Shang-Chi is quite smart about how it uses supernatural elements. The go-to superpower is the titular Ten Rings, which are mystical weapons that take several forms. In the comics, Shang-Chi usually uses enhanced weapons like nunchucks and staffs to increase his combat potential. He also sometimes wields chi powers and psychic tricks, but his usual gimmick is extreme martial arts mastery. The Ten Rings function as armor, melee weapons, projectiles, and modes of transportation. Their wielders can effectively leap huge distances, fire hadouken blasts, defend themselves from harm, and generally fight with immense might. They offer an excellent way to enhance action scenes, but they also cut down on the pure nuts and bolts of a martial arts movie. They’re floating CGI objects that seem to respond to vague movements. This is arguably the one element that should fit in perfectly. Things like dragons, bat monsters, glowing arrows, and a big evil shadow creature all detract from the central fight choreography.

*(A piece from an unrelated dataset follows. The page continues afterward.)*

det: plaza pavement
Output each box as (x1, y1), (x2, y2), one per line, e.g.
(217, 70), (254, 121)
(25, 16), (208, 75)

The problem with blockbuster movies making martial arts moves is that big budgets rely on escalation. The last fight scene can’t be smaller in scale than the first. Shang-Chi 2 has to find a way to raise the stakes without falling back on big CGI monsters and comical anime tricks. There’s still fight choreography in those massive, chaotic scenes, but they lack the impact and grounded effect of the first fight on the bus. Shang Chi 2 must escalate without abandoning its central goals. It’s got plenty of time to find a winner between the special effects and the usual techniques. They have the assets; they just have to figure out how to use them.